SQL Performance Tuning Techniques
What is SQL Tuning ?
It comprises of two words :
SQL
Tuning
SQL – Structured Query Language
Tuning – Process to get High Performance
Therefore, SQL tuning is a process of improving the performance of SQL query using different techniques and methodologies.
Advantages of SQL Tuning:
Improves Performance
Improves Efficiency
Reduces Cost of Query
Lesser Execution Time
Quick Outputs
The need of SQL Tuning Advisor arises due to the following problems –
- Higher Cost of Query
When Query takes higher execution time, naturally, it will
be costlier.
The Cost of the query can be determined from Explain Plan. - Higher Execution Time
When scanning of tables and output of Query
take longer delays, then expected time of
completion of query gets delayed.
Execution Time can be generated through Toad (Quest Software, Interface to access Database) or even SQL plus.
Explain PLAN?
- It’s an application generated plan which conveys detailed information about the Cost of SQL query.
- If it is not enabled in the Toad, then it can be enabled by creating a plan_table
in the Toad (if generating plan through Toad).
Difference between Where clause and Having clause?
Both clauses, Having and Where are widely used in making SQL queries and are used to filter the data with respect to certain conditions.
The major difference between Having and Where is the Having clause first fetches the whole data and then filtering/sorting/summing is done while in case of Where clause, the filtering/sorting are done before fetching the whole data.
Thus, Where clause takes less time to execute and hence will cost less as compare to Having clause.
Statement 1:
SELECT region, AVG (population)
FROM location
GROUP BY region
HAVING region != ‘Bangalore’
AND region != ‘Mysore’;
In the statement 1, the whole data will be first fetched and grouped by region and hence, those records will be excluded whose region is not either in Bangalore or in Mysore.
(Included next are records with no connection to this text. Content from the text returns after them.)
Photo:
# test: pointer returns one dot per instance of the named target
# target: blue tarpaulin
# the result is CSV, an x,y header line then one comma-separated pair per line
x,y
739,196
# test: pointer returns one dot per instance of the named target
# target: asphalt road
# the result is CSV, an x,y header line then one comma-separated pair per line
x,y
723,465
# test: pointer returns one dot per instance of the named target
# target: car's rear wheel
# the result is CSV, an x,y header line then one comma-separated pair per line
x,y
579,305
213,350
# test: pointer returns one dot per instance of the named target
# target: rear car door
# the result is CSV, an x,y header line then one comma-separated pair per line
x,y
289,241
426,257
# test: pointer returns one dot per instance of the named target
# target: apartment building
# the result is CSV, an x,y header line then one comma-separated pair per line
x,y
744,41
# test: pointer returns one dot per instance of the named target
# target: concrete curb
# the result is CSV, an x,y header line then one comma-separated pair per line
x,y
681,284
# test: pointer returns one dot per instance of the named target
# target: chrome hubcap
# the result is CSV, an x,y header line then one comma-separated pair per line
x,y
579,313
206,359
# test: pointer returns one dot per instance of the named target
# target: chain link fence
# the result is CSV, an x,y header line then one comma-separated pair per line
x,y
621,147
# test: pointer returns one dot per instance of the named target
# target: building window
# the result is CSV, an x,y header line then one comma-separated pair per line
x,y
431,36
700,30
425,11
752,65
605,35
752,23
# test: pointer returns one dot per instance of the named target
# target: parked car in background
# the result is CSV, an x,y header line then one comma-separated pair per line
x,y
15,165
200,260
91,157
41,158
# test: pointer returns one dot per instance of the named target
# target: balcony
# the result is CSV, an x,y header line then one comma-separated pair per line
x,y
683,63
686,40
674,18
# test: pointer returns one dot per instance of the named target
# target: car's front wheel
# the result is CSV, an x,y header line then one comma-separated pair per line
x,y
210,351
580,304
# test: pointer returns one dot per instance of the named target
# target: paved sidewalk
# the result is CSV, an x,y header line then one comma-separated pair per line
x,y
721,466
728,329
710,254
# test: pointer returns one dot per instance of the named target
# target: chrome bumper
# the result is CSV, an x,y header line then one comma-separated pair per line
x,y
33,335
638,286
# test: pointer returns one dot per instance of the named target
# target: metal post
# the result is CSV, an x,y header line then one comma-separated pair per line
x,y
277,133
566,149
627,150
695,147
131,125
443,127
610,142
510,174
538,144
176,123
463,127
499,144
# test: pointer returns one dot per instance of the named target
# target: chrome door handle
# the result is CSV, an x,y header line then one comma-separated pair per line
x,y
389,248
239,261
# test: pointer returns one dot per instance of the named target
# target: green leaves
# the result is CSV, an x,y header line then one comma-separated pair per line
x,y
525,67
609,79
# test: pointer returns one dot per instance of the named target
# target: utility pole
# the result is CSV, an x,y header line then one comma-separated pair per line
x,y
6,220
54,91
Now, this exclusion will be done from the total number of records that were fetched. Hence, the query will take considerably a good time and hence, a high cost.
Statement 2:
SELECT region, AVG (population)
FROM location
WHERE region != ‘Bangalore’
AND region != ‘Mysore’
GROUP BY region;
As compare to statement 1, the query logic will first exclude those records whose region is not either in Bangalore or Mysore and hence grouping of records will take place with respect to region. Thus, filtering of records is done at initial level only that will lead to the faster execution time and hence, the cost of query will fall significantly.
Union vs Union All clause?
The Union clause are generally used to combine two tables using some validations. However, there is a major difference between Union and Union All clause.
Union clause is used to combine two or more tables when there is a repetition of data and the records to be displayed should be distinct whereas Union All is used when there is no repetition of data.
The major difference between Union and Union All clause is that the Union clause is costly as compare to Union All clause. Hence, whenever there is a need to print data from multiple tables with multiple conditions, we go for Union All clause; provided there is no scope of redundancy in data.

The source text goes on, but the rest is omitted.